Labour shadow minister backs axeing fees and blasts free market

Emma Hardy highlights how abolition of student number controls has ‘hammered’ universities that provide places for disadvantaged students locally

一月 13, 2020

Labour should continue to support abolishing tuition fees in England, while the “free market” sector approach of the Conservatives has “hammered” universities that provide places for local disadvantaged students, according to the party’s new shadow higher education minister.

Emma Hardy, MP for Hull West and Hessle, spoke to Times Higher Education after replacing Gordon Marsden, who lost his Blackpool South seat at the general election.

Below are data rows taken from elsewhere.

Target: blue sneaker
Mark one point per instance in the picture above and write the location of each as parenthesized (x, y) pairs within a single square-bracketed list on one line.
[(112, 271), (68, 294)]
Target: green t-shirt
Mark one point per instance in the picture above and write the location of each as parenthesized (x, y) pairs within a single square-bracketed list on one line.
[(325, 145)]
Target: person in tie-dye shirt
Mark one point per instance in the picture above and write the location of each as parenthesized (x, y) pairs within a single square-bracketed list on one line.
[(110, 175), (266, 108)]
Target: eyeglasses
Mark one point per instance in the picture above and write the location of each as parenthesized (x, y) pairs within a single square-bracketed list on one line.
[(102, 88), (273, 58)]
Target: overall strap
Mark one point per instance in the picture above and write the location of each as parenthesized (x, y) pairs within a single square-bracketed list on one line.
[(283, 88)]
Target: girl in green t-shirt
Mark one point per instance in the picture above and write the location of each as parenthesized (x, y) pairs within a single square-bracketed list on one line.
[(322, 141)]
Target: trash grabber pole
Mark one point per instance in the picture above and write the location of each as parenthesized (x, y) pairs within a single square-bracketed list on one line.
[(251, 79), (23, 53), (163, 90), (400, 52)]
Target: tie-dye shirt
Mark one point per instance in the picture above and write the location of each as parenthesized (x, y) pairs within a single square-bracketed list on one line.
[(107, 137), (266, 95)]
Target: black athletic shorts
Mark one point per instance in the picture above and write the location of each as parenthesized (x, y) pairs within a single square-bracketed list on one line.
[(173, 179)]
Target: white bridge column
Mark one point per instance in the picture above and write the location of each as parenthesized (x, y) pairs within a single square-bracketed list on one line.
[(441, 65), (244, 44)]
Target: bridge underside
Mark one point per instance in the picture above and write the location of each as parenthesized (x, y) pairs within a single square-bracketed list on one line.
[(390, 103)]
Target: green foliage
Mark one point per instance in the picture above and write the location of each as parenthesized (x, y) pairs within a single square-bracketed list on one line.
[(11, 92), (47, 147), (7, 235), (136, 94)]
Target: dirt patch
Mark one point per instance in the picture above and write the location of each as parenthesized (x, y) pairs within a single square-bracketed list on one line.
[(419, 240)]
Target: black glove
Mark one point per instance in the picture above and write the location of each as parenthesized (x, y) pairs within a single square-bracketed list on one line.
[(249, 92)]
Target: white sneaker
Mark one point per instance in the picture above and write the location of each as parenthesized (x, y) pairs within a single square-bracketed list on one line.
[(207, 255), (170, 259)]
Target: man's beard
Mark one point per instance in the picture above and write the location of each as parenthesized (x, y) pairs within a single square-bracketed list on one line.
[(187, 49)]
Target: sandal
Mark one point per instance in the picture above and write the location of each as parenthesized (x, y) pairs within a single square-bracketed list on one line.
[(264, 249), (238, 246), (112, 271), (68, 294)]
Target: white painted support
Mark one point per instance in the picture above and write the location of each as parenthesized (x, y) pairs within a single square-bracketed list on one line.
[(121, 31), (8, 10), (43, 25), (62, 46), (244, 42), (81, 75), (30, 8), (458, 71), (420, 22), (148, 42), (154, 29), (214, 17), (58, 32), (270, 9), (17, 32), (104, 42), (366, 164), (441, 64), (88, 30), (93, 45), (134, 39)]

The former Hull primary school teacher and graduate of the universities of Liverpool and Leeds said one of her key priorities would be university funding. The Conservative government is yet to make a formal response to the Augar review, which called for the fee cap to be lowered from £9,250 to £7,500, with the Treasury replacing the lost fee income.

If the cap is lowered, “my worry is they [ministers] are going to ask universities themselves to find that additional money”, said Ms Hardy, a former member of the Commons Education Committee.

The abolition of tuition fees and the reintroduction of maintenance grants was a signature Labour policy under outgoing leader Jeremy Corbyn.

Should that still be the policy under a new leader? “I would argue that it needs to be,” said Ms Hardy. The current system in which the poorest students borrow the largest sums was “unfair” and “that system doesn’t work”, while the decline in part-time and mature student numbers under higher fees was a “huge concern”, she argued.

Ms Hardy put Labour’s proposed National Education Service and its policy to abolish fees in the context of the need to face up to the “fourth industrial revolution” and offer lifelong education.

She added: “I think we do need to look at investing in what should be our greatest resource, which is the skills and the talents of the people in this country…We’re not a great manufacturing country any more. Look at the industries that are creating the wealth, [for example] the creative industries. How can we get people developed in those areas, give them the skills they need?”

Ms Hardy also highlighted the effect of the abolition of student number controls in 2015, which opened up unconstrained competition.

Institutions such as the University of Hull that recruit large numbers of local students have been “hammered”, and the policy has “really reduced their funding”, added Ms Hardy, the daughter of teachers who was brought up on Humberside. “We can’t lose universities like Hull because of the service they offer to their local area.”

In abolishing number controls, the Conservatives wanted the most prestigious, and most selective, universities to expand. But “the government didn’t think about the fact that children from more deprived backgrounds are less likely to move away to go to university”, said Ms Hardy.

“They are more likely to attend university on their doorstep. You hammer universities like Hull, you are hitting that demographic of students.”

She added: “Putting the free market into education is something I don’t really agree with.”

The party’s previously announced proposal to replace the practice of using predicted grades to place university candidates – which works against poorer students – with a post-qualification application system would be “so much fairer”, Ms Hardy also said. “As someone from what I would call an average background, I was underpredicted on my results right across the board…Your place should be based on the results that you get.”